Red Hat formulates a plan for building enterprise mobile apps
Red Hat understands that developing a mobile application is not the same as building one for the desktop, which is why the company has augmented its software stack with new technologies for mobile development.
“The whole Web architecture is giving way to an emerging mobile architecture,” said Cathal McGloin, Red Hat vice president of mobile platforms.
Like IBM and Oracle, Red Hat has been working to extend its enterprise software portfolio so it can support mobile applications as well, particularly those that its customers develop in house.
The company said Tuesday that it has completed integrating into its own software portfolio the mobile platform it acquired when it purchased FeedHenry last October. It has outlined how enterprises could use these technologies to build mobile applications.
About 51 percent of organizations surveyed by IT analyst firm 451 Research are increasing their budgets for mobile development this year. Many face challenges, given that traditional software development methods don’t work well for the rapidly evolving world of mobile development.
Different mobile devices demand different user interfaces. Users are expecting mobile applications to be easier to use. Mobile apps must also evolve more quickly to stay abreast with the competition.
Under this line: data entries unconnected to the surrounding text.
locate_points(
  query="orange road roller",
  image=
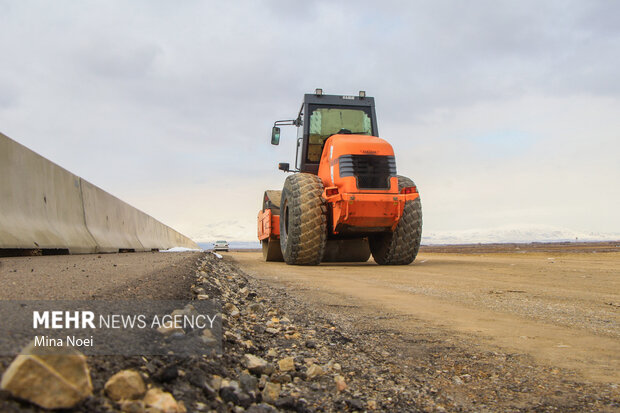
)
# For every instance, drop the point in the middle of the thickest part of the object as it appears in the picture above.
(344, 200)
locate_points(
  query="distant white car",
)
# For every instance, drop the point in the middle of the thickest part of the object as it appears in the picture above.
(220, 246)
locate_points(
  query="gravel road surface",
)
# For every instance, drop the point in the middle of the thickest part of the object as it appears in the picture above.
(561, 309)
(494, 329)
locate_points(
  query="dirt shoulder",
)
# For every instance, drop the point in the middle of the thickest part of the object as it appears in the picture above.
(321, 349)
(511, 319)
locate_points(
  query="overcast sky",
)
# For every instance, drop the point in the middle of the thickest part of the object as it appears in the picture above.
(503, 113)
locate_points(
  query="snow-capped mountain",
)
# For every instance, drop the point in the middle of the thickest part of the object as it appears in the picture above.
(518, 234)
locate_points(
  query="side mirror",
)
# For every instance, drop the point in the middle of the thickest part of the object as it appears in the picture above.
(275, 136)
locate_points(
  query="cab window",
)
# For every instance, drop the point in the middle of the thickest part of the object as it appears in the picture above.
(325, 122)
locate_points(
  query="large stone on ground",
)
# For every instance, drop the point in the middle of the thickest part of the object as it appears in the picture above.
(158, 401)
(286, 364)
(50, 377)
(271, 392)
(253, 363)
(125, 385)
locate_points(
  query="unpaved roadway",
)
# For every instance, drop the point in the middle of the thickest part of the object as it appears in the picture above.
(562, 310)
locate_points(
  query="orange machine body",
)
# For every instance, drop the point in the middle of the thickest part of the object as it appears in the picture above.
(268, 225)
(354, 209)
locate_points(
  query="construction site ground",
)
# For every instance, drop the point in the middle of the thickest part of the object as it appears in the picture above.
(464, 328)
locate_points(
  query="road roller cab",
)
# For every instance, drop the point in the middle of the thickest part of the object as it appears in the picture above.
(345, 199)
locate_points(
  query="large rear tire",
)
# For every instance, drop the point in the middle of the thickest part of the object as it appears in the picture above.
(303, 220)
(401, 246)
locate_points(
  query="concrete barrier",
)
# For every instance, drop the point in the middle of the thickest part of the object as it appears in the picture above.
(40, 203)
(43, 206)
(109, 220)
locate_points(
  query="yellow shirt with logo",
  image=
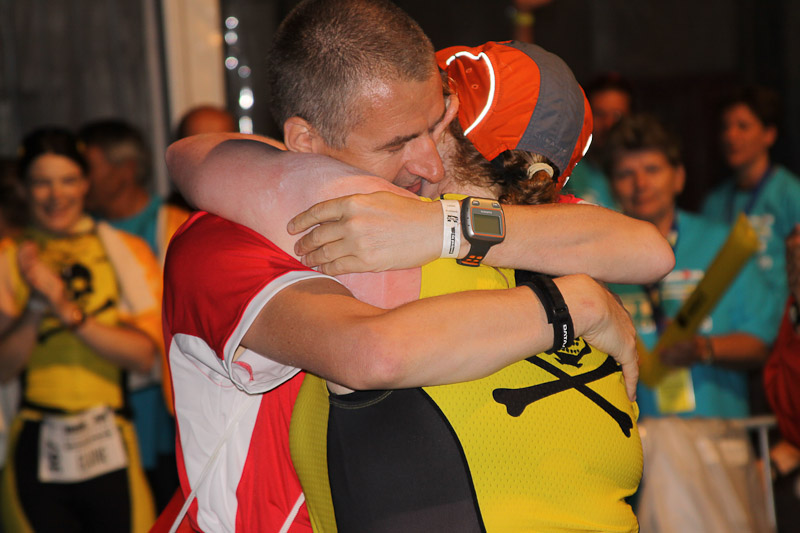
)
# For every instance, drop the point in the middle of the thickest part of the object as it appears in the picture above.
(550, 443)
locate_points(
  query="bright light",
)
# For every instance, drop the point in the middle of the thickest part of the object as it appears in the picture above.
(246, 99)
(245, 124)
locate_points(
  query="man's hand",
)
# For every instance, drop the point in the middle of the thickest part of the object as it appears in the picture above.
(793, 261)
(369, 233)
(599, 317)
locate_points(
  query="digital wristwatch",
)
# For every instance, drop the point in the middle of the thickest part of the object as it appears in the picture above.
(483, 225)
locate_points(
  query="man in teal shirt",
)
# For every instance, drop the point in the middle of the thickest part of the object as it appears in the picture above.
(646, 176)
(767, 193)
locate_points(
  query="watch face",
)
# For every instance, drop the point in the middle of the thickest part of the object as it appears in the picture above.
(486, 224)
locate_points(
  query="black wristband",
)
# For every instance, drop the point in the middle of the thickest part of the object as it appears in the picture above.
(556, 309)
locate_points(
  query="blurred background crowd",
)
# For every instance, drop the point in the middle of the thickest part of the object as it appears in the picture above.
(696, 111)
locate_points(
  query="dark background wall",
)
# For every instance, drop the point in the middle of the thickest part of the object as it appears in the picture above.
(68, 61)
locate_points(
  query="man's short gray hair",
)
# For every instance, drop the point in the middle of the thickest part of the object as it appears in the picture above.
(326, 51)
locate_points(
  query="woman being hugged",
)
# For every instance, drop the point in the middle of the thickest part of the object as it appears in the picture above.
(79, 306)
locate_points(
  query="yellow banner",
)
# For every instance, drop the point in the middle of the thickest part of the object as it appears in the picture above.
(741, 244)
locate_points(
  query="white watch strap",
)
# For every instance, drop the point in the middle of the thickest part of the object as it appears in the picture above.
(451, 231)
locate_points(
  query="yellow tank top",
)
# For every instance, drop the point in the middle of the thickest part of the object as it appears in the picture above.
(63, 372)
(550, 443)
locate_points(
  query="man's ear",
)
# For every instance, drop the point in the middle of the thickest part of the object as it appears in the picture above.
(300, 136)
(771, 135)
(450, 113)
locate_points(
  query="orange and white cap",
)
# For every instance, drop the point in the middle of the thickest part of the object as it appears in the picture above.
(518, 96)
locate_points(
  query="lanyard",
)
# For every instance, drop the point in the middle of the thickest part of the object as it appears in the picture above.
(754, 194)
(653, 290)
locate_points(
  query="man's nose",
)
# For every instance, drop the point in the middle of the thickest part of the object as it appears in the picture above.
(426, 161)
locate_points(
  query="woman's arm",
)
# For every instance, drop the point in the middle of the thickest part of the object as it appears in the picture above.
(233, 176)
(374, 232)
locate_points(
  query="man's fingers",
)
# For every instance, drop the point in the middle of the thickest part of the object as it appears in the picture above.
(344, 265)
(327, 211)
(320, 236)
(325, 254)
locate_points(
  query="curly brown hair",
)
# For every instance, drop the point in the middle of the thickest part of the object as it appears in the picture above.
(509, 174)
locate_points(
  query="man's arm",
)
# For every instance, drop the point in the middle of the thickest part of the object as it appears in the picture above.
(375, 232)
(445, 339)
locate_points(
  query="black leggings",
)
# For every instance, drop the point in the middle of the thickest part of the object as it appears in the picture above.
(97, 505)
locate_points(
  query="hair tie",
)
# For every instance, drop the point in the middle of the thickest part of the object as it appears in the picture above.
(536, 167)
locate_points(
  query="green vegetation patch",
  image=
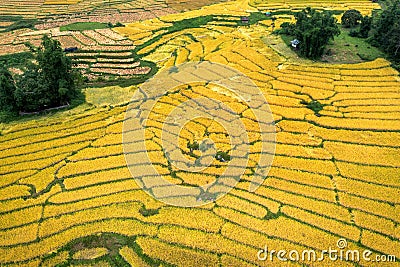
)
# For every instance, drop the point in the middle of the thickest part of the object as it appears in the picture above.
(17, 60)
(84, 26)
(348, 49)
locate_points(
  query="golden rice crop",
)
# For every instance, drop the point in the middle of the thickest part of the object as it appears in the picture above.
(357, 124)
(302, 177)
(93, 191)
(79, 167)
(317, 206)
(186, 217)
(22, 234)
(211, 242)
(54, 225)
(20, 217)
(131, 257)
(242, 205)
(381, 209)
(333, 226)
(371, 191)
(372, 155)
(299, 233)
(35, 249)
(60, 258)
(374, 223)
(140, 196)
(7, 179)
(90, 253)
(305, 190)
(97, 178)
(380, 243)
(302, 151)
(176, 255)
(199, 179)
(357, 136)
(370, 174)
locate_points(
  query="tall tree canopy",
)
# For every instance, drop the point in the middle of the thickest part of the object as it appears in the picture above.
(314, 30)
(7, 89)
(386, 31)
(48, 83)
(351, 18)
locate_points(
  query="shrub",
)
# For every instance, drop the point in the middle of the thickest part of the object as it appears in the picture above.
(351, 18)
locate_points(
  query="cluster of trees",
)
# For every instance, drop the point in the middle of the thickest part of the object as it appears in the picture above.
(314, 30)
(352, 18)
(385, 32)
(382, 29)
(47, 82)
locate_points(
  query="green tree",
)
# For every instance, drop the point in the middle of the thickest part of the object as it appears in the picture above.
(7, 89)
(314, 30)
(50, 82)
(365, 27)
(386, 31)
(351, 18)
(56, 71)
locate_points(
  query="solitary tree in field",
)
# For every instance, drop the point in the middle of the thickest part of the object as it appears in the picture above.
(48, 83)
(351, 18)
(314, 30)
(7, 88)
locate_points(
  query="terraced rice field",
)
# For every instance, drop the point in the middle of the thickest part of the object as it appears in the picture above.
(101, 52)
(67, 196)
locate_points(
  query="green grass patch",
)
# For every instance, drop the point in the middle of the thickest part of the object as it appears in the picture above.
(347, 49)
(17, 60)
(314, 105)
(84, 26)
(18, 22)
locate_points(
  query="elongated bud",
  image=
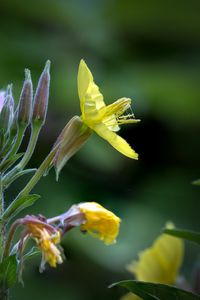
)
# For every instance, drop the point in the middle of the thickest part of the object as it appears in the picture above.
(25, 102)
(42, 96)
(72, 137)
(2, 98)
(6, 115)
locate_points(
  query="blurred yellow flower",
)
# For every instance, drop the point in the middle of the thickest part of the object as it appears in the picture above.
(46, 242)
(104, 120)
(100, 222)
(159, 263)
(130, 296)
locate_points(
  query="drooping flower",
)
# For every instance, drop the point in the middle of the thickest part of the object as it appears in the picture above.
(100, 222)
(158, 264)
(104, 120)
(47, 240)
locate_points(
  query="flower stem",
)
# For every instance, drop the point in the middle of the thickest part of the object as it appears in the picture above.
(4, 292)
(8, 179)
(2, 225)
(39, 173)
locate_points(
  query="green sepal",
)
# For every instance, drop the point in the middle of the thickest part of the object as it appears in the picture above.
(17, 175)
(8, 272)
(19, 204)
(152, 291)
(184, 234)
(10, 161)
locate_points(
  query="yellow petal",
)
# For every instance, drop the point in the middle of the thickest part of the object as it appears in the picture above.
(161, 262)
(91, 100)
(130, 296)
(100, 222)
(115, 140)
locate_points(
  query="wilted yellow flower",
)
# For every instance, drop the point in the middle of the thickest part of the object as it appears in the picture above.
(46, 242)
(100, 222)
(104, 120)
(159, 263)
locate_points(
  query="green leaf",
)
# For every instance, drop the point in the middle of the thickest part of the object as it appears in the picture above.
(19, 204)
(10, 161)
(185, 234)
(19, 174)
(148, 291)
(196, 182)
(8, 272)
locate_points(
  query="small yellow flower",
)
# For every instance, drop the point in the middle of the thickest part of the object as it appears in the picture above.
(100, 222)
(104, 120)
(130, 296)
(160, 263)
(46, 242)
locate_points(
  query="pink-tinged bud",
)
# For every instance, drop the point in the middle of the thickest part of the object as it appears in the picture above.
(2, 98)
(41, 96)
(71, 139)
(7, 111)
(25, 102)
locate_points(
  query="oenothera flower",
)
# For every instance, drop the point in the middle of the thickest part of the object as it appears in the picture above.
(160, 263)
(47, 241)
(95, 116)
(92, 218)
(46, 236)
(104, 120)
(100, 222)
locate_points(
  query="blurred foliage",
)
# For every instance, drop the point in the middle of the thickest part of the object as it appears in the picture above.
(146, 51)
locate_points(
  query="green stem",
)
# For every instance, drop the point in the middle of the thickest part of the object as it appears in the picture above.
(4, 294)
(18, 141)
(2, 224)
(39, 173)
(7, 180)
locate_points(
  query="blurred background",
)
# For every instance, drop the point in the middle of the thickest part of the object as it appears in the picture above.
(148, 52)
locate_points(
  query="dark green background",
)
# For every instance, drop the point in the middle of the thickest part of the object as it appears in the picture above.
(146, 50)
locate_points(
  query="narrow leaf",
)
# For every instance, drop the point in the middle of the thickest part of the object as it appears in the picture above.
(8, 272)
(10, 161)
(19, 174)
(147, 290)
(19, 204)
(185, 234)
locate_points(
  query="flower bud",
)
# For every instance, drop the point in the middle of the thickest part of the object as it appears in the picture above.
(2, 98)
(25, 102)
(42, 96)
(72, 137)
(6, 115)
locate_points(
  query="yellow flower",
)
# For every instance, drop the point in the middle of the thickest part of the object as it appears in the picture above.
(130, 296)
(100, 222)
(160, 263)
(46, 242)
(104, 120)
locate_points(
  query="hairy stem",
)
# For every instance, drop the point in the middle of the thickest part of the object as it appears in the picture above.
(21, 165)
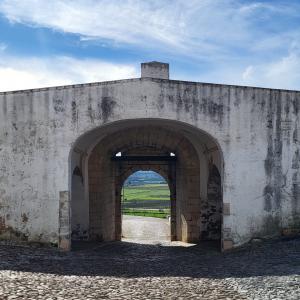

For enterprises, developing mobile applications for either customers or employees can be a demanding task, especially when the programs need to be seamlessly connected with complex back-end systems.
Red Hat wants to help bridge the worlds of mobile apps and back-end systems of record.
“The role of IT is to introduce new agile development technologies to complement the ability to run existing systems,” said McGloin, who is also the former CEO of FeedHenry.
The FeedHenry mobile platform is designed to reduce the work needed to maintain mobile applications, including tasks around data synchronization, caching and security.
For mobile-based cloud services, the company has established a single architecture based on a set of REST (Representational State Transfer) APIs (application programming interfaces), allowing different applications to communicate with one another.
Red Hat’s integrated development environment (IDE), JBoss Developer Studio, can be used to create apps that run on FeedHenry.
The FeedHenry platform has been augmented with additional tools for mobile Application Lifecycle Management (ALM) and collaboration, allowing software development teams to rapidly iterate through new releases of a mobile app.
Red Hat has also teamed the FeedHenry software with its own set of platform services, OpenShift, allowing organizations to run their mobile apps within a cloud service.
This integration also allows enterprise customers to run mobile apps from their own private clouds.
A portion of Red Hat’s customers are already using the mobile technology to build mobile applications, McGloin said, including companies in the industries of manufacturing, transportation and workforce management.